Transcranial ultrasound was conducted by our experienced ultrasound practitioners within one week after clinical assessments. The individuals were examined in the supine position. The brain was insonated through the bilateral temporal acoustic bone window in the orbitomeatal line using a transducer (Acuson Sequoia 512, Siemens, Erlangen, Germany) with an emitting frequency of 2 MHz, a wall filter of 150 Hz, and a Doppler angle of 48°.27,28 Blood flow velocities of the middle cerebral arteries (MCAs), including peak systolic velocity (PSV) and end-diastolic velocity (EDV), were obtained at the depth of 52 to 64 mm, where the hemodynamic signals were the most stable.28 Resistive indexes (RIs) were calculated automatically by the internal algorithm according to the formula RI = (PSV-EDV)/PSV.27 The angle of the transducer was varied when needed. These parameters were obtained bilaterally over at least 10 cardiac cycles after a 30s stable period with a clear signal. Transcranial ultrasound was performed in a darkened room by the same experienced clinician who was blinded to the individuals’ clinical status to eliminate any bias in the examination results.

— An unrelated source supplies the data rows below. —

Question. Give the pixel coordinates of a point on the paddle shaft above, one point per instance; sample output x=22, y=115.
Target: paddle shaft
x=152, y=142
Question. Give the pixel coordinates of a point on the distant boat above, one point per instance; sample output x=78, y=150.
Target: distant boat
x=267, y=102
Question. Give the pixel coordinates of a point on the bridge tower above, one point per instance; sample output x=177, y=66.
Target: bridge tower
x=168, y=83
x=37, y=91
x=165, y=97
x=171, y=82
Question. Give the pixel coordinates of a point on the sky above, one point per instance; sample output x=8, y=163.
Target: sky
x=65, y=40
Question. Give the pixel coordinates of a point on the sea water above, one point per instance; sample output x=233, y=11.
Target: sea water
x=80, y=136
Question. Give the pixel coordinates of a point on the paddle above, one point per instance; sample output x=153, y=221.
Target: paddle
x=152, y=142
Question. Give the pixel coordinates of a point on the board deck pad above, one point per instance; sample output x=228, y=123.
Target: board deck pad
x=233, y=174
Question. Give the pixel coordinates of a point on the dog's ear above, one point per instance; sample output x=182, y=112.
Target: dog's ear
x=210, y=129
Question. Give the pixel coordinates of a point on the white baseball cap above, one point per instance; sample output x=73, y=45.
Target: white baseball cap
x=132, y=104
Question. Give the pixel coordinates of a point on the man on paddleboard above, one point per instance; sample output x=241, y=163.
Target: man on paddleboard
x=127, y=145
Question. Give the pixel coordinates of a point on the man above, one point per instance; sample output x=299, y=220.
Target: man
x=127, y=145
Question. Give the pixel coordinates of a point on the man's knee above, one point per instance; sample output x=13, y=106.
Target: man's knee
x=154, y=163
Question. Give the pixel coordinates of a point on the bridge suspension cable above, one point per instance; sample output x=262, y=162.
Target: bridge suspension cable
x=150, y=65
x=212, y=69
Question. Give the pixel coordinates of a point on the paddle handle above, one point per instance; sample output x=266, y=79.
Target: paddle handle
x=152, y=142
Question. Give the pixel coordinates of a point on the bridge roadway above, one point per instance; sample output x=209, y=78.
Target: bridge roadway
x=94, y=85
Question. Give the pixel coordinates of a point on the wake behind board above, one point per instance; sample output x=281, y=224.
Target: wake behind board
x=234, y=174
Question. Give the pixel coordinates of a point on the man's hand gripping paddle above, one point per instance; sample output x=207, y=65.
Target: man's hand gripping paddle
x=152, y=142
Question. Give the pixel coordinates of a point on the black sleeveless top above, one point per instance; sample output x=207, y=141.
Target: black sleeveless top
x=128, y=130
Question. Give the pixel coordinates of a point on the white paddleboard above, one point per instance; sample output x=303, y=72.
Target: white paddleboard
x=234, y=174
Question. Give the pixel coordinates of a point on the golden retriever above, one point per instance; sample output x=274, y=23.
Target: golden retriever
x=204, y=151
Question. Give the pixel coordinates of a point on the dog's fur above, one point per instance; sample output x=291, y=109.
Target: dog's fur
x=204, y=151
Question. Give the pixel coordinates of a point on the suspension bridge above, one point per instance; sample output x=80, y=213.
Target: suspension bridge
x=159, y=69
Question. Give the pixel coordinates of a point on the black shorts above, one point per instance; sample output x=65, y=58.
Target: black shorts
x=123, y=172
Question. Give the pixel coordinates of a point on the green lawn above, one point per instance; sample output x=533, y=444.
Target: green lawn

All statistical analyses were conducted with IBM SPSS Statistics, version 25.0, 64-bit (IBM Corporation, Armonk, NY, USA). Normality tests were verified using Kolmogorov–Smirnov test or Shapiro–Wilk’s test. Quantitative data were compared using Student’s t-test if normally distributed or non-parametric Mann–Whitney U-test if not normally distributed. Categorical variables were compared using chi-square test. Unary linear regression was used to assess the association between scores of specific cognitive domains and cerebral hemodynamic parameters. A binary logistic regression model with backward stepwise procedure was applied to build the model for discriminating CI. Hosmer-Lemeshow test was performed to assess the goodness of fit in logistic regression analyses. Areas under the curves (AUCs) were calculated to estimate the efficiency of our model. All the statistical tests were 2-sided, and p < 0.05 was considered statistically significant.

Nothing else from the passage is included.